V Features of the Semiconductor Material Industry

The semiconductor material industry has four characteristics:

1. Large Industrial Scale

According to SEMI (Semiconductor Equipment and Materials Association) statistics, the global semiconductor material industry market size in 2016 reached $ 44.3 billion, making up nearly 15% of the global semiconductor industry size in 2016, which is approximately $ 300 billion.

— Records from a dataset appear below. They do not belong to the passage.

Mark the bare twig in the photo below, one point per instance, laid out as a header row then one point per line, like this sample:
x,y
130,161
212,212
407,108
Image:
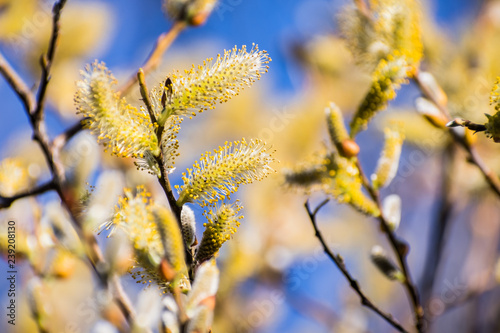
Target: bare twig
x,y
51,153
438,231
162,44
489,175
47,59
17,84
398,247
339,262
5,202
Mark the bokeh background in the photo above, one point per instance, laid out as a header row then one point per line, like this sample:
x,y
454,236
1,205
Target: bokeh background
x,y
275,277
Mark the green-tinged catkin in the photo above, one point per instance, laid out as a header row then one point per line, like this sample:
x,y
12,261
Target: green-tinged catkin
x,y
153,233
188,223
346,186
387,165
394,27
122,129
172,241
338,132
201,88
386,79
205,285
222,223
193,12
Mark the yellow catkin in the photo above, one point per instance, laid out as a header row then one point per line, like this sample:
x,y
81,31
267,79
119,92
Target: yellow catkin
x,y
149,227
219,174
387,165
14,177
202,87
493,124
336,127
222,223
345,185
386,79
122,129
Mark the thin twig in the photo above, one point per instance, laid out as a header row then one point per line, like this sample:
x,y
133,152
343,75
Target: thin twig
x,y
17,84
162,44
35,114
47,59
163,179
6,202
489,175
339,262
60,141
397,246
440,225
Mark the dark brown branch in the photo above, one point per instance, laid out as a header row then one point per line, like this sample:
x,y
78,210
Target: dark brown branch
x,y
6,202
162,44
339,262
163,179
400,248
490,176
35,113
17,84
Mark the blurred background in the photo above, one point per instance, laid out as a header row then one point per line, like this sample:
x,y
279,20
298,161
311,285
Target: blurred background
x,y
275,277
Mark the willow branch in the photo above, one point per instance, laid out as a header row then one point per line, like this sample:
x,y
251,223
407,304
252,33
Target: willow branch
x,y
6,202
490,176
35,113
440,226
399,248
339,262
47,59
162,44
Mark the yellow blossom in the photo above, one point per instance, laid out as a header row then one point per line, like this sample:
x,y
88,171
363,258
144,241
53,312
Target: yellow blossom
x,y
153,232
202,87
345,185
387,165
122,129
223,222
14,177
219,174
394,26
386,79
493,124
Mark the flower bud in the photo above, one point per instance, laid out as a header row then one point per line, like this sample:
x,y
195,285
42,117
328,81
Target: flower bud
x,y
385,265
188,225
430,112
391,207
430,84
193,12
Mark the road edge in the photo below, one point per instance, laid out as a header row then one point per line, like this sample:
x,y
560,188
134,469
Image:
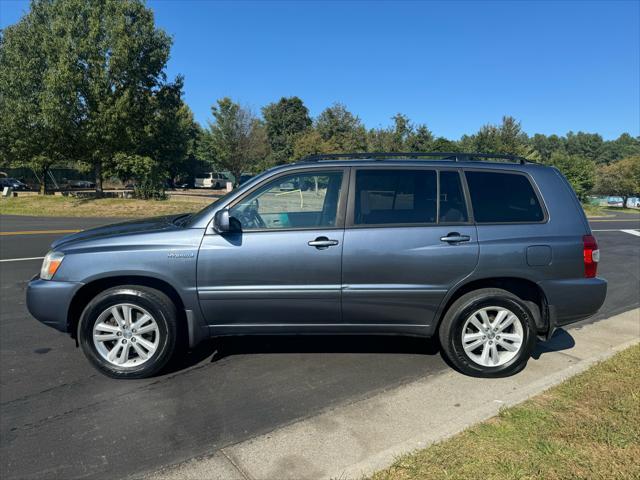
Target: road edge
x,y
356,439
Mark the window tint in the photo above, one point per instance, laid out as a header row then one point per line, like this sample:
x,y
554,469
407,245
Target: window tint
x,y
294,201
395,196
503,197
452,204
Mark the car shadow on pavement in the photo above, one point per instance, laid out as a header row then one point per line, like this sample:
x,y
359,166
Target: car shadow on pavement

2. Subdivided Trade Structures

Semiconductor materials have the most subdivided fields in the semiconductor industry chain. Among them, wafer materials include silicon wafers, photoresists, photoresist supporting reagents, wet electronic chemicals, electronic gases, CMP polishing materials, and target materials. Chip packaging materials include package substrates, lead frames, resins, bonding wires, solder balls, and plating solutions. At the same time, wet electronic chemicals also include various reagents such as acids and alkalis, producing hundreds of subdivided industries.

Silicon Wafer Discs

Figure 10. Silicon Wafer Discs

3. High Technical Threshold

Generally, the technical threshold of semiconductor materials is higher than that of other materials in the electronics and manufacturing fields. It has high purity requirements and complex processes. And in the R&D process, batch testing is required for the downstream production lines. Also, for different chip manufacturing processes, the downstream manufacturers have different material requirements, resulting in different parameters of the materials.

4. Low Production Cost

Although the overall industry scale of semiconductor materials is huge, due to the numerous sub-industries of sub-materials, single sub-materials often account for a relatively low proportion in the cost of semiconductor production. Taking the target material as an example, the proportion of semiconductor targets in semiconductor materials is about 3%, and the production cost is only 3 ‰ to 5 ‰ of the semiconductor materials.